Kane held her with his eyes a minute longer, and then he turned and swiftly stalked away to dress. He shouldered his pack and went to the door, snapping his fingers for her to follow.
The heat of day beat down on him in a fury, but Kane scarcely felt it beyond his own churning emotion. He was primed for rage, holding it at arm’s reach by the merest shred of will. He did not believe her. He could not believe her. But he saw no lie in her eyes.
Kane sat silent and grim as death as Raven drove them away from the motel. He stared into the side of her face, tasting her edgy fear and her blood in every slow breath he took.
The place she called a ‘store’ was a great warehouse of a building, cool inside and brightly-lit, and stocked to the bursting point with goods, much of it food. Raven led him past several aisles of bright packages. She did not look around at him; her step was steady and sure. She glanced up at the director boards hanging over each double-row of shelves and finally aimed herself down one, Kane right on her heels.
At the very end of the aisle, she stopped. She took a thin, blue-colored box off the shelf before her and handed it to him. It hadn’t seemed to occur to her that he might not be able to read human, and in point of fact, Kane could, but it took a considerable effort to turn the alien characters before him into readable words. “Security plus,” he muttered, his eyes narrowed almost to slits as he grappled with the sideways writing. “Flexible to prevent leaks. Un…scented.”
He blinked several times, puzzling over the meaning of the words, and turned the box over in his hands. There was an image of a flower on the front, which was no help at all.
Raven took a different package from the shelf and opened it. She removed a small bit of paper and unfolded it, then showed it to him. There was a cut-away diagram of a human’s hips, clearly depicting a female’s genitals and hands as she inserted a torpedo-shaped object.
“What the hell?” It was all he could think of to say. He looked at Raven accusingly. “What’s the matter with you?”
“It’s called a period,” she said patiently. “It’s normal.

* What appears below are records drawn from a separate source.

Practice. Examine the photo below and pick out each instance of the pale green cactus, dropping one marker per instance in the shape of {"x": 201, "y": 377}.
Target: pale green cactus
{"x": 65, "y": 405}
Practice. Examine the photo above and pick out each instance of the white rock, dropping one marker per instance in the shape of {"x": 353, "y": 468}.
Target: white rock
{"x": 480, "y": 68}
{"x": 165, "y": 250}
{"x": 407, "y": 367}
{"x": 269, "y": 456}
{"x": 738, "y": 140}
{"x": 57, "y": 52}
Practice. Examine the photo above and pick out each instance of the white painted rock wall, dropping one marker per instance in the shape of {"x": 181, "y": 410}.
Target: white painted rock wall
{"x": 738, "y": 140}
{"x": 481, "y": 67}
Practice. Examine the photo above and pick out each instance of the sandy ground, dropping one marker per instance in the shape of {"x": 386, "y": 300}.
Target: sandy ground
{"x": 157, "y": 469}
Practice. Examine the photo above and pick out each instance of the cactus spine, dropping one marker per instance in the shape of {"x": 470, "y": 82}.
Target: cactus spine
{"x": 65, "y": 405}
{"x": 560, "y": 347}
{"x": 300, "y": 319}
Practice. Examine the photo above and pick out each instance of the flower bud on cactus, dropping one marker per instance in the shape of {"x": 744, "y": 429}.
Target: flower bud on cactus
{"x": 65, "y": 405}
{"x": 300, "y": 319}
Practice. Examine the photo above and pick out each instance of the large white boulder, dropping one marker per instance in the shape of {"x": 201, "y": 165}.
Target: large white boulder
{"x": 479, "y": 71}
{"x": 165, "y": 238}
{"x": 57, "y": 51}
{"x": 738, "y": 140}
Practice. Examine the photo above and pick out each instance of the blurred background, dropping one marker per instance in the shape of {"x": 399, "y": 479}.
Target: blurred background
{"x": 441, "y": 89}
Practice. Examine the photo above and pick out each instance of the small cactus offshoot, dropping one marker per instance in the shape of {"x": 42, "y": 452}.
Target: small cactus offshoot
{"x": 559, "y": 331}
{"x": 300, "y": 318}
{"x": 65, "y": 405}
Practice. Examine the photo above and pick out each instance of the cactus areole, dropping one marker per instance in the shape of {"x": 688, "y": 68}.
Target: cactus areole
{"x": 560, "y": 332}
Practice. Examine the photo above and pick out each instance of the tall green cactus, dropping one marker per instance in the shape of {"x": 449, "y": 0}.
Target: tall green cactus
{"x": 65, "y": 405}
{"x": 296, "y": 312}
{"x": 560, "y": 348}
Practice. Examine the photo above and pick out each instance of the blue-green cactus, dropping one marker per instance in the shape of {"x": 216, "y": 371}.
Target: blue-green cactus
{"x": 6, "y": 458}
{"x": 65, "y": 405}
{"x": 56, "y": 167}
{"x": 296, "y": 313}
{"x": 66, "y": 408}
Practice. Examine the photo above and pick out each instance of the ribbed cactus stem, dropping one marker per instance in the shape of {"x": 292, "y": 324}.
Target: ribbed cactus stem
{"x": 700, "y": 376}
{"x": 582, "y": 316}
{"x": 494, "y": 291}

It happens once a month, for about five days. I could tell you all about why, but you wouldn’t know any of the words. It’s completely normal. All this stuff here is sold, right out in the open, for us girls to use when it happens.”
“It…” He looked back down at the box in his hands. The flower on its face still baffled him. “It has nothing to do with what I did to you?”
“No.” Raven took the box from him and put it back on the shelf. She kept the one she’d opened under her arm. “It would have happened anyway.”
Kane inspected her closely. She didn’t seem pallid, or in great pain. He began to think she was actually telling the truth, for all that she was bleeding. “Are you all right?” he asked cautiously. “Is it safe to move you?”
She paused in the act of browsing the shelves for another box. When she looked at him, her eyes were strangely guarded.
He showed her his open hands. “I won’t kill you if it isn’t,” he said. “Tell me the truth. Will you die if I move you?”
“No,” she said, and slowly stood up. “I just have to be a little careful, that’s all.”